Neural recording with high-channel count microelectrode arrays: When size matters
Prof. Manuel Delgado-Restituto
Manuel Delgado-Restituto received the Ph.D. degree in Electronic Physics (Honors) from the University of Seville, Spain, in 1996. Since then, he has been working with the Institute of Microelectronics of Seville (IMSE-Univ. of Sevilla) where he currently heads a research group on low-power medical microelectronics and works in the design of silicon and optoelectronic microsystems for understanding biological neural systems, the development of neural prostheses and brain-machine interfaces, the implementation of wireless body area network transceivers and the realization of RFID transponders with biomedical sensing capabilities.
Manuel has co-authored 2 books, more than 20 chapters in contributed books, and some 200 articles in peer-review specialized publications. He also holds 7 patents.
Manuel seved as an Associate Editor for different IEEE Publications (TCAS-I, TCAS-II and TBioCAS) and as Editor-in-Chief for the IEEE JOURNAL on EMERGING AND SELECTED TOPICS IN CIRCUITS AND SYSTEMS. He also served as Vice President for Publications of the IEEE Circuits and Systems Society and now is serving as President-Elect of this Society. He has also served (or is serving) in the Organizing Committee of different international conferences, including his role as General co-Chair for ISCAS 2020 and as Technical Program co-Chair of ISCAS 2022.

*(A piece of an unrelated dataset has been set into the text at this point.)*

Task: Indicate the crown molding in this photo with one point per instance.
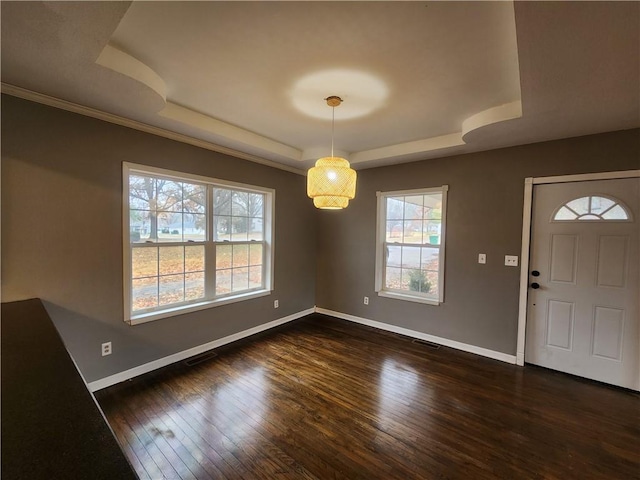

Neuroscience research into how complex brain functions are implemented at a extra-cellular level requires in vivo neural recording interfaces, including microelectrodes and read-out circuitry, with increased observability and spatial resolution. The trend in neural recording interfaces towards employing high-channel-count probes or 2D microelectrodes arrays with densely spaced recording sites for recording large neuronal populations makes it harder to save on resources. The low-noise, low-power requirement specifications of the analog front-end usually requires large silicon occupation, making the problem even more challenging. One common approach to alleviating this area consumption burden relies on time-division multiplexing techniques in which read-out electronics are shared, either partially or totally, between channels while preserving the spatial and temporal resolution of the recordings. In this approach, shared elements have to operate over a shorter time slot per channel and active area is thus traded off against larger operating frequencies and signal bandwidths. As a result, power consumption is only mildly affected, although other performance metrics such as in-band noise or crosstalk may be degraded, particularly if the whole read-out circuit is multiplexed at the analog front-end input. In this talk, we review the different implementation alternatives reported for time-division multiplexing neural recording systems, analyze their advantages and drawbacks, and point out to strategies for improving performance.